More Renters, Lower Rents

The apartment building sector is gaining momentum. New construction of apartment buildings rose by 7% year over year in the third quarter of 2023 to a seasonally adjusted rate of 1.2 million. This is the highest rate in the past 30 years. New construction starts in the sector are declining somewhat, falling 26.2% year over year in the third quarter, but the overall rate of new starts that have just begun is still historically high, standing at 1.2 million. 

Redfin chief economist Daryl Fairweather interprets the data as a sign that ‘‘rents have started falling in a meaningful way. Rising supply […] means renters have more good options to choose from.’’

Rising supply isn’t the only reason why rents are falling. There are larger socioeconomic factors at play. The biggest one is, of course, the nationwide shift toward renting as a longer-term option as homeownership becomes less and less affordable

Currently, 1 in 3 people in the U.S. are renters; they rent for longer than before and are older than ever before. This trend toward longer-term renting is changing the status of renting from the short-term stopgap option before homeownership to more of a valid lifestyle choice. Fairweather says that ‘’with homeownership so expensive, renting has started to lose its stigma.’’

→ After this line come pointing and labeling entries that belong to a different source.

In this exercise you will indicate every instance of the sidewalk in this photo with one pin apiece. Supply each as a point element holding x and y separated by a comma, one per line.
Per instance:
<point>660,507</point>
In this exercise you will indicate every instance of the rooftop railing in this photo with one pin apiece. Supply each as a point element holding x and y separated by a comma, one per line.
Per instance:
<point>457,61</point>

The ongoing uncertainty about the economy is also contributing to declining rents. People are becoming more cautious about spending and a little more conservative about what they consider a reasonable amount to spend on rent than they were even a year ago. 

What Does This Mean for Real Estate Investors?

If you’re a real estate investor and these trends are making you nervous, there is a silver lining: The rental market is not uniform, and apartment buildings represent only one segment of it. While this segment is currently on a downward trajectory, Redfin predicts that 2024 will be a good year for the single-family home segment of the rental market. That’s because there aren’t as many single-family homes available to rent, while demand for this type of rental is growing. 

This growth is driven mainly by millennial renters, many of whom are still priced out of homeownership but have a real need for more spacious family housing as they start and grow families. Family homes are also popular rental options for millennials who prefer working from home and sharing a house with friends.   

As an investor, you should also consider the ever-prevalent regional differences in the rental market. While rental prices are declining overall, they are steadily growing in the Midwest. Rental prices in this region climbed a very healthy 4.6% year over year to an average of $1,434. Parts of the Midwest are experiencing something of a housing boom, with many renters attracted by the overall affordability of the region.

It’s a very simple pattern: As the economic outlook worsens and people become more aware of their spending, they look for cheaper areas to live. This migration causes rental prices to rise in the now-popular region, while the expensive areas experiencing the exodus see falling prices. Currently, all other U.S. regions are seeing these declines, following years of unprecedented rent increases during the pandemic.  

Want to know the one place you should be looking at as a real estate investor right now? It’s Milwaukee. This Midwestern city is seeing a robust demand for affordable rentals, partly in response to the increasing unaffordability of homeownership. Owning a unit here is a sure bet, according to local Redfin real estate agent Keisha Tally: “Every time one of my own units goes vacant, I get a ton of applicants.” 

The Bottom Line

Identifying locally booming markets is a must for any investor right now, as these will continue offering opportunities for a reliable rental income in 2024 and beyond.